UPDATE: This story has been updated to reflect the latest reporting.

During an episode of Donald Trump’s reality TV show, Celebrity Apprentice, he promised contestant Dayana Mendoza that he would donate $10,000 to her charity, the Latino Commission on AIDS. That was in 2012. Earlier this week, the commission’s Daniel Lyva was quoted in the Washington Post saying it still has not received the money.

This was one of five instances the Post claimed were “phantom donations”—money that Trump’s charity, the Donald J. Trump Foundation, reported as donated on tax filings but that the recipients claimed they never received.

However, since the story was printed and CNN began inquiring about the missing funds, three of the missing donations have been found. One of those was the gift to the Latino Commission on AIDS. The group’s president, Guillermo Chacon, told the newspaper that a senior staffer double-checked the records and found the Trump Foundation’s contribution.

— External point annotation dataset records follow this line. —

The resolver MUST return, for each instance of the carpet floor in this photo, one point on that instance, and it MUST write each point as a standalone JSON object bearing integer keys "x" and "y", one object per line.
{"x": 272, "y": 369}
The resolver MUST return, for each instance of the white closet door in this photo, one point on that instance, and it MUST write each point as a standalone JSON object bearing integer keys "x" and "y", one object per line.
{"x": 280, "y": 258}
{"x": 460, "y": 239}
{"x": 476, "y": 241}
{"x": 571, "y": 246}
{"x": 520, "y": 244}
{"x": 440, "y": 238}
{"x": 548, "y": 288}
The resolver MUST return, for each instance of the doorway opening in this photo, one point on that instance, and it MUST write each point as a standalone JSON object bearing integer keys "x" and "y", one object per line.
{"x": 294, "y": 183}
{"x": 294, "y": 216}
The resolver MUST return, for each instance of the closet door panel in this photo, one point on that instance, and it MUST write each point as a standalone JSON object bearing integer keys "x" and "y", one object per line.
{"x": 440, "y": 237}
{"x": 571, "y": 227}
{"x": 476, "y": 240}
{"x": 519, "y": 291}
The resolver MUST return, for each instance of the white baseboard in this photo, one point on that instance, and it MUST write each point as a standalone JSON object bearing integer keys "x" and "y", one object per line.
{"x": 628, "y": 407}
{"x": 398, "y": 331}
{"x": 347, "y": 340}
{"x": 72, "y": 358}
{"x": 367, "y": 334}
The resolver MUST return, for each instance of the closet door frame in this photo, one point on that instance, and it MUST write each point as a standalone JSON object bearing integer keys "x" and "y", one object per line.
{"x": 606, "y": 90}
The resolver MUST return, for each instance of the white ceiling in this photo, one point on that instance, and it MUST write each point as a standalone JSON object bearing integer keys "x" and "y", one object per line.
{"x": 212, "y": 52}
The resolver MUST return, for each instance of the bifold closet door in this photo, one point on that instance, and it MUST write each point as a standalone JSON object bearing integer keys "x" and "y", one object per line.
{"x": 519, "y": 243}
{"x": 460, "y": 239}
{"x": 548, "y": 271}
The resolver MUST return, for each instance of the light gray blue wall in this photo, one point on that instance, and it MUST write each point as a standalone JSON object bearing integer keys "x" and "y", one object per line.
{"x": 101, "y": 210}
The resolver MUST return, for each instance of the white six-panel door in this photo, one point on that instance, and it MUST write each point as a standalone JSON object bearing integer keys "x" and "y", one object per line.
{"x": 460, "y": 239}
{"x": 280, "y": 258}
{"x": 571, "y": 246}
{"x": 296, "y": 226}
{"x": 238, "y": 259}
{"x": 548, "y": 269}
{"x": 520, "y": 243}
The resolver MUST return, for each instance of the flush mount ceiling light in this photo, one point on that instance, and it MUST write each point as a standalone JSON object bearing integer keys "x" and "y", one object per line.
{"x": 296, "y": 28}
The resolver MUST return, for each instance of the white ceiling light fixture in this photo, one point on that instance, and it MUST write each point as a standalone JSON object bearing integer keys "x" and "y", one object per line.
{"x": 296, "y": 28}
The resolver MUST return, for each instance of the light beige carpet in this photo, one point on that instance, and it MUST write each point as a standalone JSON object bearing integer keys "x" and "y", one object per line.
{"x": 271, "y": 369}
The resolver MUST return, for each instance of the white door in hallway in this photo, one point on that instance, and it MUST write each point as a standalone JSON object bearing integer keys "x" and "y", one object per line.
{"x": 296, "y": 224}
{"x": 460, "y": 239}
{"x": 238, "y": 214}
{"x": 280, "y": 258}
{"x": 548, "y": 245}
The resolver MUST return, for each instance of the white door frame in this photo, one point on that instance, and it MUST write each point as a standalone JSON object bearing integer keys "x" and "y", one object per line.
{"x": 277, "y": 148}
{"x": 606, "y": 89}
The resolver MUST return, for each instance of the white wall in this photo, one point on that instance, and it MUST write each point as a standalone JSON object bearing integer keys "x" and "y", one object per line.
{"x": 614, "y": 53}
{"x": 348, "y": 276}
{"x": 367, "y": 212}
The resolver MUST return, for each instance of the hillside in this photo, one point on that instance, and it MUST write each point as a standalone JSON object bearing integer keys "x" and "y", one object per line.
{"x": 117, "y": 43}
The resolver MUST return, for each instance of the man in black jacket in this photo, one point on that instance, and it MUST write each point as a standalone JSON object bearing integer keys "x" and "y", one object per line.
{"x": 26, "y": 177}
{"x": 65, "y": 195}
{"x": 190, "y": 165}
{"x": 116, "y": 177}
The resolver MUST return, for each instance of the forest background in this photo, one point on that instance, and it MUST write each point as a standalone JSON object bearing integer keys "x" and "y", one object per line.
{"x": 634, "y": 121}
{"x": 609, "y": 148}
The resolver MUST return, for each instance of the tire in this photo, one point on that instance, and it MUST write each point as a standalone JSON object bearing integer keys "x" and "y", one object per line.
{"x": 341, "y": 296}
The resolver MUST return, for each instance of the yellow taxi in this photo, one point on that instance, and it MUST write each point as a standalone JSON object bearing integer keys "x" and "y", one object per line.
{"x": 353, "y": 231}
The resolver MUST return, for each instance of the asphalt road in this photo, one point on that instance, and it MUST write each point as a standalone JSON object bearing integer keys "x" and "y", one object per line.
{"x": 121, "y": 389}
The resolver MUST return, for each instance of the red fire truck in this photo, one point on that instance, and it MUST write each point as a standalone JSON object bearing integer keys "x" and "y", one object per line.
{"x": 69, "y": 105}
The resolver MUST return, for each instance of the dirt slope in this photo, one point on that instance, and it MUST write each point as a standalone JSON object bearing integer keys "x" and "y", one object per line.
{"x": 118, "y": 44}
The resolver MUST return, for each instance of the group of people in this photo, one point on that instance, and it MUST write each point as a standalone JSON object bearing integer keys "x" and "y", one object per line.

In another instance, a $10,000 donation to the Giving Back Fund had been filed in an older recordkeeping system under a charity bearing a different name that falls under the fund’s umbrella. This had eluded the initial researchers.

Other aspects of the Post’s original reporting apparently remain correct, if contested by Trump’s campaign. For example, the paper reports that Trump has not donated his own money to the foundation since 2008. Instead, the foundation with his name on it (and on the checks) gives away other people’s money.

One of the so-called phantom donations was for $25,000 to the Kansas nonprofit Justice for All, which works to “make abortion unthinkable.” The group never received the funds. Trump’s organization claimed that this group was listed as a recipient because of an accounting error. The funds, in fact, made it to the desired recipient: And Justice for All, a group that supports Republican Florida Attorney General Pamela Bondi.

But that’s problematic too. The Internal Revenue Service prohibits nonprofits such as Trump’s foundation from making political gifts like the donation to Bondi. Which is to say nothing of the conflict of interest inherent in the situation since Bondi was the person to decide whether to open investigations into Trump University.